Nigeria, in many ways, is an interesting test case for the limits of South African appeals to continental unity through sport. As Nigerian columnist and editor Joseph Adeyeye recently put it, “South Africa is not very welcoming of Nigerians. Much effort, including a few scholarly ones, has been devoted to examining the factors responsible for this. The biggest reason, often adduced by South Africans, is that foreigners (read Nigerians, Zimbabweans, and Malawians) are responsible for South Africa’s intractable crime problems.”
But for some Nigerians at least, the legendary tensions and rivalries between Nigeria and South Africa can, for now, be set aside at the joy of qualifying for the tournament. Nigeria, a regional power with continental aspirations, has spent the last four years—after a World Cup in Germany for which it failed to qualify—mired in a morass of murky politics, corruption, and trouble in the Niger Delta. At a time when the country appears to be on auto-pilot because President Umaru Yar’Adua spends more time in the hospital than in his office, it was a big deal that the national team qualified for the Cup. Regardless of the troublesome visa issues that many Nigerians will no doubt face, tens of thousands of fans will at least try to make their way south in June.

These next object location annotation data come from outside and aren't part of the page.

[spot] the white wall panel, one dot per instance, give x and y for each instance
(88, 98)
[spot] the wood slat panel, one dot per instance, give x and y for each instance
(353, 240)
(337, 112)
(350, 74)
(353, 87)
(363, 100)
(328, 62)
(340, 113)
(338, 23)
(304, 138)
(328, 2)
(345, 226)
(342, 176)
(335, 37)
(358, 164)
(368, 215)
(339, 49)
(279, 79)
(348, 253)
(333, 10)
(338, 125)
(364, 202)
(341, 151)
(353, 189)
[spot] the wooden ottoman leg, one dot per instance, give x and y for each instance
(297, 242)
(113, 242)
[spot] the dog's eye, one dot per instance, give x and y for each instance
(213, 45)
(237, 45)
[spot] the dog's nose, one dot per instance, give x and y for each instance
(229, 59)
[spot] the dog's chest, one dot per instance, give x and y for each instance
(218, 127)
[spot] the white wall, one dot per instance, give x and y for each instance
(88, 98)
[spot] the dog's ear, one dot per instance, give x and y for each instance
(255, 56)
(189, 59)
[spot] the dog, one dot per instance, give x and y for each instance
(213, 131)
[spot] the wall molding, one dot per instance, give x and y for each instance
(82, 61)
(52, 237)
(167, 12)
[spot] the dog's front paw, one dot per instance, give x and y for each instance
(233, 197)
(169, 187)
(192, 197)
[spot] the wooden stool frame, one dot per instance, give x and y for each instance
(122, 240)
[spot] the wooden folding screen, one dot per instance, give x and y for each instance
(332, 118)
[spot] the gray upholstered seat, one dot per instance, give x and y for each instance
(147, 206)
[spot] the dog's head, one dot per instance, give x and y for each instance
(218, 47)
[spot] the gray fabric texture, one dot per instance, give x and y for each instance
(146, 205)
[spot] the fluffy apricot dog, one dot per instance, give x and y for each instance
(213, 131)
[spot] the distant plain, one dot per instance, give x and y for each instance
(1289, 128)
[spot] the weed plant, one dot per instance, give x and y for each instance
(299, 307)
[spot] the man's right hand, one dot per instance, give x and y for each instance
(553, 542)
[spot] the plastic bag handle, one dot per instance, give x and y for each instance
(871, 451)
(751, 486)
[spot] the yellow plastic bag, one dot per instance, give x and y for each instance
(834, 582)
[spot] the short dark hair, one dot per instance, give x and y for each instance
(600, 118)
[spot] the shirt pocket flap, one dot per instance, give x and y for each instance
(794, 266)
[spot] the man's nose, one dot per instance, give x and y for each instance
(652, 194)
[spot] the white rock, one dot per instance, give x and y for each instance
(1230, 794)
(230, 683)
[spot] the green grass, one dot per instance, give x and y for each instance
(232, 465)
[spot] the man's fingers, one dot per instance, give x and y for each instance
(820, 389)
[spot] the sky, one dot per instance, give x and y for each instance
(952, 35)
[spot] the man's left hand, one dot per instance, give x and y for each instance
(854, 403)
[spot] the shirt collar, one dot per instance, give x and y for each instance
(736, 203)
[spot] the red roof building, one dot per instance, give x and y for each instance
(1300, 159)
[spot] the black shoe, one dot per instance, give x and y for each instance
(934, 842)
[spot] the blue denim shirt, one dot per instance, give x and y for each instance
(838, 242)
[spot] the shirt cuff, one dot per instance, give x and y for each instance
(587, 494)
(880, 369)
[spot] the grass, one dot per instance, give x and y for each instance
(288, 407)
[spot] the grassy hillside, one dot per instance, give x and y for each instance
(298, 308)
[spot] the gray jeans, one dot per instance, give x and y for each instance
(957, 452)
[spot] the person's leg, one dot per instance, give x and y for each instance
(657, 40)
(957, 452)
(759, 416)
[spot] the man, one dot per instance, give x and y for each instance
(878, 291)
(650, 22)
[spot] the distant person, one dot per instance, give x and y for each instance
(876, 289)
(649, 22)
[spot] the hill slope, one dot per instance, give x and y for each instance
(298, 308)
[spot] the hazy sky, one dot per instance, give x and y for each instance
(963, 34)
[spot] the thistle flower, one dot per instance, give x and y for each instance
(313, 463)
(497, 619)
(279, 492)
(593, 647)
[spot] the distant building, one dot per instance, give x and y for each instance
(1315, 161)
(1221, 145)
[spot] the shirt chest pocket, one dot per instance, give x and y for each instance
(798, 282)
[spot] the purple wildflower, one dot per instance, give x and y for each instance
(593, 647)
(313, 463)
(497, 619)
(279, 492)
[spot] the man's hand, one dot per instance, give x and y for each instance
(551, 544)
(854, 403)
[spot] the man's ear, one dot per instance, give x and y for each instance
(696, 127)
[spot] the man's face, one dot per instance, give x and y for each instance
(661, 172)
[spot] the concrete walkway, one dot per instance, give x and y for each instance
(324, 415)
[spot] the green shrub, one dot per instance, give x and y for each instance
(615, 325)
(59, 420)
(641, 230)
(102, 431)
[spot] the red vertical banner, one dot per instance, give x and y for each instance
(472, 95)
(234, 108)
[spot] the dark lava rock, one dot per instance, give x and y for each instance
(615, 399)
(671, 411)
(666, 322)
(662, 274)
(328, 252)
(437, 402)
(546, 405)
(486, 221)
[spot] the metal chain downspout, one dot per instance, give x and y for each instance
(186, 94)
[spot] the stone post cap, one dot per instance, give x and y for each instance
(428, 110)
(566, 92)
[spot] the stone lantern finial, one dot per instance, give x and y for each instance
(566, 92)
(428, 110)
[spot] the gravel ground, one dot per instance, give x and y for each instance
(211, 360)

A former Nigerian national team coach, Adegboye Onigbinde, took a pan-Africanist view of the competition: “Africans will be all out to impress visitors that Africa is a good place to be. Security is key, but we expect that everyone will do their bit to make the continent proud.” With three FIFA tournaments coming to Africa, back-to-back, and the continental pride at Ghana’s historic defeat of Brazil in the U-20 tournament in Egypt, it is hoped that the same kindred spirit will extend to the World Cup.
Yet, whether the competition will elicit temporary solidarity among African fans could depend on how well the South African team plays, and how long brothers from other parts of the continent decide to hang around after the tournament ends. An early tournament exit for the host nation may not only lead to low crowd turn-out, but could once again inflame the social tensions that fueled the bloody riots of 2008. With an illegal immigrant population of about four million (in a country of 47 million) and the underlying causes of last year’s riots still unattended (from high unemployment to poor infrastructure), visitors to South Africa who overstay their welcome—whether Nigerians, Zimbabweans, or those from Ubuntuland—may find that when survival is at stake, brotherhood is only skin-deep.
Azu Ishiekwene, a member of the editorial board of World Policy Journal, has been an investigative reporter, a features writer, a member of the editorial board, and the editor of Punch Titles, Nigeria’s highest selling newspapers. He is currently the executive publications director of Punch and writes a weekly Tuesday column. He is the author of Nuhu Ribadu, a book on Nigeria’s stalled anti-corruption war.